Reputation: 69
I have two DataFrames of 20 rows and 4 columns. The names and value types of the columns are the same.
One of the columns is the title
, the other 3 are values.
df1
title col1 col2 col3
apple a d g
pear b e h
grape c f i
df2
title col1 col2 col3
carrot q t w
pumpkin r u x
sprouts s v y
Now I would like to create 3 separate tables/lists subtracting each value of df1.col1 - df2.col1
| df1.col2 - df2.col2
| df1.col3 - df2.col3
. For df1.col1 - df2.col1
I expect an output that looks something among the lines of:
df1.title df2.title score
apple carrot (a - q)
apple pumpkin (a - r)
apple sprouts (a - s)
pear carrot (b - t)
pear pumpkin (b - u)
pear sprouts (b - v)
grape carrot (c - w)
grape pumpkin (c - x)
grape sprouts (c - y)
I tried to create a for loop using the following code:
for i in df1.iterrows():
score_col1 = df1.col1[[i]] - df2.col2[[j]]
score_col2 = df1.col2[[i]] - df2.col2[[j]]
score_col3 = df1.col3[[i]] - df2.col3[[j]]
score_total = score_col1 + score_col2 + score_col3
i = i + 1
In return, I received an output for score_col1
looking like this:
df1.title df2.title score
apple carrot (a - q)
pear carrot (b - t)
grape carrot (c - w)
Can someone help me to obtain the expected output?
Upvotes: 1
Views: 275
Reputation: 231
a1 = ['apple','pear', 'banana']
b1 = [56,32,23]
c1 = [12,34,90]
d1 = [87,65,23]
a2 = ['carrot','pumpkin','sprouts']
b2 = [16,12,93]
c2 = [12,32,70]
d2 = [81,55,21]
df1 = pd.DataFrame({'title':a1, 'col1':b1, 'col2':c1, 'col3':d1})

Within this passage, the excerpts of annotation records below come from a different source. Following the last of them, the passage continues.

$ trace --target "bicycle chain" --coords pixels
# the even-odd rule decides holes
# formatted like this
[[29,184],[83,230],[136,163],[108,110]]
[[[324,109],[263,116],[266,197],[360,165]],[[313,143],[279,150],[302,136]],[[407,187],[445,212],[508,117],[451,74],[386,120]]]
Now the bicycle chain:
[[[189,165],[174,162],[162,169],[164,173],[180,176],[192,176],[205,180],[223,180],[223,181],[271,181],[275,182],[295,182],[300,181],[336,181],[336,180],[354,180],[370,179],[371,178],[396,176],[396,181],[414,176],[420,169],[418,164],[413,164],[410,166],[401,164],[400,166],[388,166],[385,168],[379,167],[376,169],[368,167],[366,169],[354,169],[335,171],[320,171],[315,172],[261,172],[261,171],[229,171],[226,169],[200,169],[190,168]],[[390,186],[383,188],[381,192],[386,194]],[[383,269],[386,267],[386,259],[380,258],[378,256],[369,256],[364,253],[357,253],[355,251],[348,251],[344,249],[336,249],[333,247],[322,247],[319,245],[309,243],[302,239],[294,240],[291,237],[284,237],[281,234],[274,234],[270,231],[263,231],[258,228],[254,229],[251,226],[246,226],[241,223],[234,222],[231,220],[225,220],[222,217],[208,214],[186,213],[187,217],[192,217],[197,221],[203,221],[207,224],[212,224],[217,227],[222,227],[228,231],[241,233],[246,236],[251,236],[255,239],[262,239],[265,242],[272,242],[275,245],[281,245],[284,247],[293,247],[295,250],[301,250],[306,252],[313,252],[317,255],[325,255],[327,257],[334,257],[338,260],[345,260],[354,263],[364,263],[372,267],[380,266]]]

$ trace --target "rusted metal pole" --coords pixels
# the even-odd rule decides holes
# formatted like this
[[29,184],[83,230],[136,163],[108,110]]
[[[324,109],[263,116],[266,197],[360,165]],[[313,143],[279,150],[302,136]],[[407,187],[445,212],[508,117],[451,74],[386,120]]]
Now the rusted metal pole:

df2 = pd.DataFrame({'title':a2, 'col1':b2, 'col2':c2, 'col3':d2})
res_df = pd.DataFrame([])
cols = ['col1','col2','col3']
for c in cols:
res_df = pd.DataFrame([])
for i,j in df1.iterrows():
for k,l in df2.iterrows():
res_df = res_df.append(pd.DataFrame({'title_df1':j.title, 'title_df2':l.title, 'score':j[str(c)] - l[str(c)]},index=[0]), ignore_index=True)
print(res_df)
Upvotes: 1